Geoint is imagery and information that relates human activity to geography. It typically is collected from satellites and aircraft and can illuminate patterns not easily detectable by other means.


Geospatial intelligence (GEOINT) is intelligence about human activity on earth derived from the exploitation and analysis of imagery and geospatial information that describes, assesses, and visually depicts physical features and geographically referenced activities on the Earth. GEOINT, as defined in US Code, consists of imagery, imagery intelligence (IMINT) and geospatial information. Geospatial intelligence (GEOINT) is a broad field that encompasses the intersection of geospatial data with social, political, environmental, and numerous other factors.


Traditional Geospatial-Intelligence data sources include imagery and mapping data, whether collected by commercial satellite, government satellite, aircraft (such as Unmanned Aerial Vehicles [UAV] or reconnaissance aircraft), or by other means, such as maps and commercial databases, census information, GPS waypoints, utility schematics, or any discrete data that have locations on earth.


There has been exponential growth in the number and type of satellites launched over the past decade. In fact, there were 971 remote sensing satellites in orbit as of April 2021, a 42% increase in just 3 years. The global Satellite Earth Observation (EO) market was valued $3.6 billion in 2021 and is predicted to reach $7.9 billion by 2030.

Satellite Pros
• Global monitoring, best for macro view
• Large existing body of open source scientific imagery-based data products
• Low to high resolution: 30m+ > 10cm (VLEO)
Satellite Cons
• High CapEx relative to alternative methods
• Expensive for resolutions <2M
• Challenging to leverage data without geospatial expertise


This rapid growth is being driven by the commoditization of launch services and computing that have lowered the barriers to entry for new data providers. Today, a SpaceX Falcon 9 block 5 rocket costs $62 million to launch at around $2,500 per kg to LEO, while the cost of a Falcon Heavy averages around $1,400 to LEO. SpaceX’s Starship aims to become the world’s largest and only fully reusable launch vehicle, which will further lower the cost of launch to $10 to $20 per kg to LEO.


The rapid pace of new commercial satellite constellation launches has led to a significant increase in the amount and availability of geospatial imagery.  In the future, there shall be exponential growth in data when hundreds of small satellites which will provide persistent GEOINT, 24-hour, seven-days-per-week, 365 days-per-year continuous coverage of the Earth be put in place by private sector GEOINT providers. Similarly, as procedures are developed to allow safe operation of Unmanned Aerial Vehicles in civil airspace, will see large numbers of UAVs (Unmanned Aerial Vehicles), not only government-operated but inevitability commercial as well. This will enable real-time Earth observations which when combined with analytics will provide a tremendous wealth of global information, insight, and intelligence.


In the 1990s, a group of engineers at Intrinsic Graphics unknowingly developed the core technology behind Google Earth; 3D graphics libraries for video games. The adoption of cloud, edge computing, AI/ML capabilities, and increasingly powerful geospatial APIs and SDKs are making the benefits of geospatial intelligence more accessible.  Developers no longer need to be experts in image capture, data processing, or object detection, and instead can focus on building specialized applications tailored to unique customer needs. The ability to collect, process, and analyze endless geospatial data is creating powerful new applications that are helping to reshape how entire industries operate and transform our relationship with our planet.


Processing capacity has been another key barrier to utilizing complex data captured by satellites. In 1999, NVIDIA introduced the first widely available GPU, which included a rendering engine capable of processing 10 million polygons per second; several years later that number increased to 38 billion per second. This step change in performance was made possible by the architecture of the GPU – while a CPU handles jobs sequentially (better at calculation) a GPU parallelizes jobs (better at rendering). In 2009, researchers discovered the GPUs promise in building and training machine learning applications. This has led to a new paradigm of GPU-accelerated computing that makes large complex data sets usable in real-time.
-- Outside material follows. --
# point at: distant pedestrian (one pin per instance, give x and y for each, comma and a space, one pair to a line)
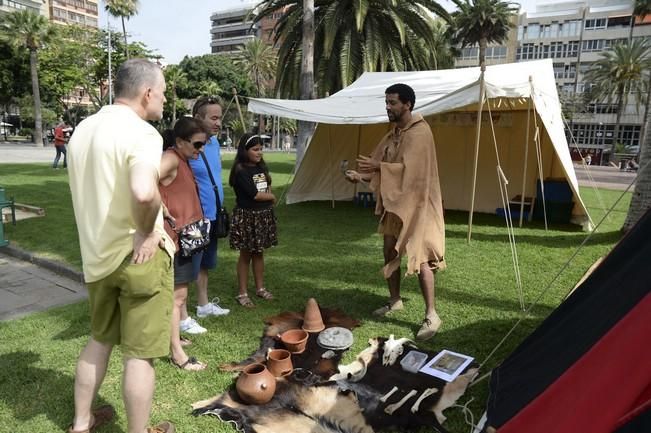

Similar to that of GPUs, Application-specific Integrated Circuits (ASICs) have gained traction in recent years. These chip designs apply hardware and computing configurations to solve a specific problem. One well-known example is Google’s Tensor Processing Units (TPUs), an Application-specific Integrated Circuit designed to accelerate machine learning workloads. TPUs accelerate the performance of linear algebra computation by minimizing the time-to-accuracy when training
large complex neural networks; training models that used to take weeks, in hours. Advances at the chipset level have made it possible to not only capture more geospatial data, but also derive insights from it.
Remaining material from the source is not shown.